Di tengah berbagai tantangan pembinaan dan keterbatasan anggaran, geliat kompetisi serta perhatian terhadap pengembangan pemain muda mulai menunjukkan arah yang lebih positif.
Informasi yang berkembang menyebutkan bahwa setiap Asosiasi Provinsi menerima dukungan dana dari PSSI Pusat sebesar kurang lebih Rp500 juta per tahun. Tapi di tahun 2024 PSSI Hanya Memberika 350jt,Namun, angka tersebut dinilai belum sepenuhnya mampu menjawab kebutuhan operasional, kompetisi, hingga pembinaan berjenjang di daerah.
Di sinilah peran kepemimpinan menjadi krusial.
Di bawah komando Joune Ganda, PSSI Sulawesi Utara tidak hanya mengandalkan bantuan pusat.
Ia bahkan menunjukkan komitmen nyata dengan mengorbankan dana pribadinya demi menjaga roda organisasi tetap berjalan. Total pengeluaran PSSI Sulut tercatat mencapai lebih dari Rp800 juta, angka yang melampaui subsidi tahunan dari pusat. Dari jumlah tersebut, sekitar Rp450 juta lebih merupakan kontribusi pribadi Joune Ganda, sebuah langkah yang jarang dilakukan oleh pimpinan organisasi olahraga di tingkat daerah.

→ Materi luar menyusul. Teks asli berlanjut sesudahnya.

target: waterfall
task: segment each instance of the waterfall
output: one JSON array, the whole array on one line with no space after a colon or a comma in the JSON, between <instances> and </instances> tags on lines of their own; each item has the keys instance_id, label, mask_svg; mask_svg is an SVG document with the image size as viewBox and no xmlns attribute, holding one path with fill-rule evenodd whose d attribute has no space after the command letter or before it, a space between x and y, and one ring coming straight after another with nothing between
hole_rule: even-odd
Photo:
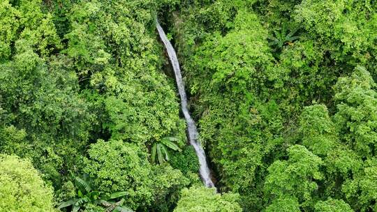
<instances>
[{"instance_id":1,"label":"waterfall","mask_svg":"<svg viewBox=\"0 0 377 212\"><path fill-rule=\"evenodd\" d=\"M188 113L188 109L187 108L187 98L186 96L184 84L182 81L182 75L181 74L181 69L179 68L179 63L178 63L178 58L177 57L177 54L175 53L175 50L174 50L172 44L170 43L169 40L168 40L168 38L166 37L166 35L165 34L165 32L163 31L161 26L157 20L156 21L156 22L157 30L158 31L158 34L160 35L160 38L161 38L163 44L165 45L165 47L168 52L168 54L169 55L169 58L170 59L172 68L174 69L174 73L175 74L175 80L177 81L177 85L178 86L178 91L181 97L181 107L184 116L184 119L186 119L186 122L187 123L188 139L190 140L190 144L193 146L195 152L196 153L198 158L199 159L199 174L200 174L200 177L202 178L202 180L203 181L205 186L209 188L214 187L214 183L211 179L211 174L209 172L209 169L208 168L208 165L207 164L205 152L204 151L201 144L198 141L198 130L196 128L195 121L190 116L190 114Z\"/></svg>"}]
</instances>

Transparansi penggunaan anggaran itu turut dipaparkan secara terbuka dalam Kongres Tahunan PSSI Sulut yang digelar pada 19 November 2025 di Hotel Sentra Minahasa Utara. Dalam forum tersebut, Sekretaris PSSI Sulut saat itu, Vendry Rorimpandey, mempresentasikan laporan pertanggungjawaban keuangan tahun 2024 secara rinci di hadapan para anggota (voters), disaksikan utusan PSSI Pusat serta perwakilan KONI Sulawesi Utara.

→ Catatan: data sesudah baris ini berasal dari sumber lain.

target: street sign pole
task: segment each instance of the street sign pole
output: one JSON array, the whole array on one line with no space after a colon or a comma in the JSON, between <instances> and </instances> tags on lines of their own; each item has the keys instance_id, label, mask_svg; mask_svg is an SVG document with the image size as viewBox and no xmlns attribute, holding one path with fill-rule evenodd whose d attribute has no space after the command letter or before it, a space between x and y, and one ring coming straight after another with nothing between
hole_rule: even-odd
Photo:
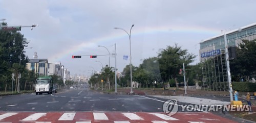
<instances>
[{"instance_id":1,"label":"street sign pole","mask_svg":"<svg viewBox=\"0 0 256 123\"><path fill-rule=\"evenodd\" d=\"M13 80L14 80L14 73L12 73L12 94L13 93Z\"/></svg>"}]
</instances>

Paparan tersebut memperlihatkan bahwa total pengeluaran organisasi mencapai lebih dari Rp800 juta dan belum termasuk anggaran untuk ajang Pekan Olahraga Pelajar Nasional (Popnas).

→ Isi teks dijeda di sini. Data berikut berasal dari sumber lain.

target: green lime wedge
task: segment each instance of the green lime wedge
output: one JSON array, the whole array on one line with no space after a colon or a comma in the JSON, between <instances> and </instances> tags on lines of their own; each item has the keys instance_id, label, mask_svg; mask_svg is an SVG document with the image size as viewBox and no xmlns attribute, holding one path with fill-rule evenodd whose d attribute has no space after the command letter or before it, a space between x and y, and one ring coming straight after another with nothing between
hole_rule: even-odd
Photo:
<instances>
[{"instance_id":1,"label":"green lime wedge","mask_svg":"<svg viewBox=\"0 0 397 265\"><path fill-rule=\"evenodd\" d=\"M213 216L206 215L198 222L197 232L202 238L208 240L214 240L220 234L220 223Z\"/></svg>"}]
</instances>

Fakta ini menegaskan adanya selisih signifikan antara dana subsidi pusat dan kebutuhan riil di daerah, yang kemudian ditutupi oleh komitmen internal, termasuk kontribusi langsung dari ketua.
Sejumlah anggota PSSI Sulut menilai, langkah Joune Ganda bukan perkara mudah. Tidak banyak pimpinan organisasi yang bersedia mengeluarkan dana pribadi hingga ratusan juta rupiah demi keberlangsungan dan kemajuan sepak bola daerah.
Kepedulian ini dinilai menjadi salah satu faktor penting yang mendorong bangkitnya semangat kompetisi dan pembinaan di Sulawesi Utara.
Dampak dari kepemimpinan tersebut mulai terasa, baik dari meningkatnya aktivitas kompetisi lokal, perhatian terhadap talenta muda, hingga kepercayaan publik terhadap organisasi.
Meski masih banyak pekerjaan rumah yang harus diselesaikan, fondasi yang dibangun saat ini dinilai cukup kuat untuk membawa sepak bola Sulut ke arah yang lebih baik.
Tak heran jika dukungan terhadap Joune Ganda untuk kembali memimpin PSSI Sulut terus menguat. Bahkan, sekitar 90 persen anggota atau voters disebut masih menginginkan dirinya melanjutkan kepemimpinan, dengan harapan kesinambungan program dan kemajuan yang telah dirintis dapat terus berlanjut.
Pertanyaan pun mengemuka di kalangan pecinta sepak bola Sulawesi Utara: adakah sosok lain yang memiliki komitmen, pengorbanan, dan kepedulian serupa demi kemajuan sepak bola daerah? Waktu yang akan menjawab, namun yang pasti, standar kepemimpinan telah diletakkan cukup tinggi.